L’IMPORTANCE POUR LE CROYANT d’éviter de prêter le flanc aux œuvres du démon, en se livrant à des activités de nature à l’éloigner de l’adoration du DIEU UNIQUE, a fait l’objet d’une ferme mis-en-demeure dans plusieurs passages coraniques (Bakhara, Mahida, Al-Imran, etc). Le Seigneur y met sur un pied d’égalité le fléau du “SANGARA”, c’est-à-dire tout produit de nature à faire perdre au croyant sa LUCIDITÉ, et celui du JEU DE HASARD. Allah condamne avec le même degré de sévérité ces deux calamités sociales, que Dieu considère comme les voies de prédilection qu’emprunte Satan pour détourner le croyant de la pratique vertueuse et assidue du culte religieux (“Innamal hamrou wal meysir”).

UN MUSULMAN aura donc beau maîtriser les enseignements divins, mais s’il offre à IBLISS l’opportunité de s’emparer de sa conscience, parce qu’il fait usage de substances qui lui font perdre la raison et le contact avec la réalité qui l’entoure, ses connaissances des enseignements divins, sur le “Shirk” (bokaalé) par exemple, ne lui seront d’aucune utilité. Parce qu’il faut d’abord être LUCIDE et maître de soi pour pouvoir apprendre et pratiquer sa religion.

AINSI, JAMRA a toujours salué les efforts consentis dans ce sens par Serigne Modou Kara pour aider les jeunes à s’affranchir de toutes formes de dépendance aux substances euphorisantes ou enivrantes. Tant il est vrai que le Croyant, avant de prétendre se consacrer, en toute lucidité, au culte religieux, doit s’attacher à cultiver un comportement social positif et harmonieux. Aider un croyant à se libérer prioritairement de cet esclavagisme cérébral est donc un acte de solidarité de haute portée citoyenne et religieuse que JAMRA a toujours salué, peu importe l’identité ou l’appartenance confrérique de l’auteur de ce noble acte d’entraide.

JAMRA FÉLICITE Serigne Modou Kara Mbacké se s’être très tôt inscrit dans une posture d’APAISEMENT, en annulant la conférence de presse qu’il comptait tenir, ainsi que son grand rassemblement traditionnel du 31 décembre. Et rend hommage à sa POSTURE LÉGALISTE, consistant à faire mettre à la disposition de la Section de Recherches de la Gendarmerie, un des geôliers qui cherchait refuse à son domicile.

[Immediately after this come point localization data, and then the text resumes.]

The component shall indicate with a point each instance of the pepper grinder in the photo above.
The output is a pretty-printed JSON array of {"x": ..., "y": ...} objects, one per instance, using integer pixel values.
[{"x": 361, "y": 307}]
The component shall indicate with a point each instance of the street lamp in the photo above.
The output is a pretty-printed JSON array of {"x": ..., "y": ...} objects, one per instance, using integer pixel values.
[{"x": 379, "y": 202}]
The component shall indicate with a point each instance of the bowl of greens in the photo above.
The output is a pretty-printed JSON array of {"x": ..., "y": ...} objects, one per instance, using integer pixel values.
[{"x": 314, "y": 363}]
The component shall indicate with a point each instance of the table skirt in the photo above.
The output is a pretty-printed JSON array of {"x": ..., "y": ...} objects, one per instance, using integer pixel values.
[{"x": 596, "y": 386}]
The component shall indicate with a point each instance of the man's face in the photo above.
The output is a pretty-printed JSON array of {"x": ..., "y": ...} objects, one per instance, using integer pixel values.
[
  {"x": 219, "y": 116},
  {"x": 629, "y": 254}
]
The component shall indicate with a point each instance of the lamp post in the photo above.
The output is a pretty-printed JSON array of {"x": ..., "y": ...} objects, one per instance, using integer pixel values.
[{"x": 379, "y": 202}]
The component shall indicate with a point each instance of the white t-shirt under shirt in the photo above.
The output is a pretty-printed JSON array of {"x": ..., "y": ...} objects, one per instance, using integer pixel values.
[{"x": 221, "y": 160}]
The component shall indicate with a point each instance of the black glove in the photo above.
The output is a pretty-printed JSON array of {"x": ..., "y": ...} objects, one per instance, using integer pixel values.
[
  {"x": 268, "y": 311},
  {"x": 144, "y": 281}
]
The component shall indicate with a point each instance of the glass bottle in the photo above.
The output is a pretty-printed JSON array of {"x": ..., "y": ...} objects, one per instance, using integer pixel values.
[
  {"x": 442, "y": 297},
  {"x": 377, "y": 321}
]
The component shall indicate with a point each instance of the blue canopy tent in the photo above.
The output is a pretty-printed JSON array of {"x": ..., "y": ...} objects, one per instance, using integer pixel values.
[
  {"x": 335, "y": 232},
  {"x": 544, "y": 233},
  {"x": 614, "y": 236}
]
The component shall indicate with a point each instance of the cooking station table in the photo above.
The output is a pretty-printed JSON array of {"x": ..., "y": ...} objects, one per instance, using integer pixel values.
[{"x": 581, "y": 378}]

LE DERNIER MESSAGE de Serigne Modou Kara Mbacké, livré dans les réseaux sociaux, et instruisant ses “diawrignes” de ne prononcer “aucun propos, de ne poser aucun acte de nature à entraver l’action des enquêteurs, et de LAISSER LA JUSTICE FAIRE SON TRAVAIL”, mérite d’être salué.

JAMRA souhaite vivement que TOUTE LA LUMIÈRE soit faite sur cette sombre affaire de “séquestration et de maltraitance des personnes vulnérables”. Que les investigations en cours sur les graves actes imputés aux 43 suspects, arrêtées et mis à la disposition du Procureur de la République, soient conduites jusqu’à leurs termes. Et que soit également clarifié le présumé trafic de chanvre indien à leur actif.

JAMRA félicite les éléments de la Brigade de Recherche de la Gendarmerie, pour leur perspicacité; salue l’humanisme dont ils ont fait preuve, dans l’encadrement bienveillant des jeunes “rescapés” de ces sites de rééducation – dont les objectifs initiaux ont été vraisemblablement dévoyés – pour leur acheminement diligent dans les structures de santé publique.